Clawing Out: Escaping the Wikipedia Wormhole ™ is like trying to claw your way out of a quicksand pit of trivia. You kept promising yourself that you'll read just one more article, but it’s been time-you-don’t-recall and you're in so deep that the end feels like a mythical creature whose shape you can’t quite remember. You've ventured from the production of baking soda to the cultural significance of rubber ducks, and now you're desperately searching for the exit strategy. You can see the light at the end of the tunnel, but it's obscured by a tantalizing link to materials used to make kitchen sinks. It's a battle of willpower, and your mouse pointer is your trusty grappling hook. With each click, you inch closer to daylight, and you emerge victorious, disheveled, and armed with the knowledge that you can, indeed, conquer the Wikipedian beast.
a note from diya
I think the only way to justify this piece is to explain how I’ve come to write this in the first place. The pitch started out as something about my first summer internship, and how Wikipedia was a small but striking part of the experience. As I started fleshing out the piece amidst a turbulent time in my personal life — fighting with the RH-2 warden, starting and leaving three Tuesday-Thursday 11:50 courses — my life and this article literally became a wormhole. It led to an aha! moment for me, reminding me how Wikipedia had somehow become a haven away from work for me in the summer. I didn’t know that I needed this distraction from my life momentarily.
a note from sukriti
Despite being witness to the manner in which this article has moved from bulleted frustration to a cyclical excess on the path to a perfect formulation, I could not have fathomed that it would become a tale of the editing process — how, sometimes, when the Editors of the Arts and Culture Department can’t write, they decide to write about their not-writing. When three-fourths of Diya’s final first draft finally reached me (the last quadrant stuck in the immobility of its own echoes), all I could think about was how the article had become a story of its own writing, and it became crucial that we acknowledge it.

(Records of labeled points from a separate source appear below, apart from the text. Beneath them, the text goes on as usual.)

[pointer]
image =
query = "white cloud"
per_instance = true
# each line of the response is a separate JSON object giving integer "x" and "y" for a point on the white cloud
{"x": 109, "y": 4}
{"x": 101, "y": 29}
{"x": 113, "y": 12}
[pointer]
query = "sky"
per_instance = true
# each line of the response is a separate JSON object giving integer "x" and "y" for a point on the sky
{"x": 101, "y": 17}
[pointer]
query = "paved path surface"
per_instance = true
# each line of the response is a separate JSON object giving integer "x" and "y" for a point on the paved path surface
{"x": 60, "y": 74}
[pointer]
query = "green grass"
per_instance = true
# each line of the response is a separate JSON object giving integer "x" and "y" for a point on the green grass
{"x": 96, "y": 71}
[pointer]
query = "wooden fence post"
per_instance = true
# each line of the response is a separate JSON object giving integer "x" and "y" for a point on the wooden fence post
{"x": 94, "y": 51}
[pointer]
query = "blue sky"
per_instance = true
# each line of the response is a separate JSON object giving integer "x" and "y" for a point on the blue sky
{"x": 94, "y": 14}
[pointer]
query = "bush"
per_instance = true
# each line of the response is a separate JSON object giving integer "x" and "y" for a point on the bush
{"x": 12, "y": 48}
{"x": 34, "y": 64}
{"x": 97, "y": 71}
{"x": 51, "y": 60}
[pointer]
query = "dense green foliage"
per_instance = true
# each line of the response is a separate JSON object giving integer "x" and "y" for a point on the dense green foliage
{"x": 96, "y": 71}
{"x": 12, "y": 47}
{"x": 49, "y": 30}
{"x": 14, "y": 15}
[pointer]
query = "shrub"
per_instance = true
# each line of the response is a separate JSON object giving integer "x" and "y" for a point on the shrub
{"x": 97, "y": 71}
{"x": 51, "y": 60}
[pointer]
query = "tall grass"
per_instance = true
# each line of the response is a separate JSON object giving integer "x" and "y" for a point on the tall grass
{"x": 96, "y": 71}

There are critical questions left unexplored herein: why is the new, unsought and unknown excessively enticing? What makes snippets more fun to read (and perhaps write) than eight-hundred-word comprehensions and analyses of a Topic well-researched? The Wormhole™ narrated in the article had to be moved out of the writing’s earshot. For the piece had to be read and looked at by someone who saw more than the minutiae of the first two exhausting weeks at this university, to feel its incompleteness and attempt to delineate it. Less fascinatingly, I moved from editor to co-writer as a result of my own attempts to avoid writing a paper I could’ve finished two months ago. Thus, this particular work of writing is perhaps less an Article, more an indulgence evoked by the coming together of two wandering minds in a rather strange manner.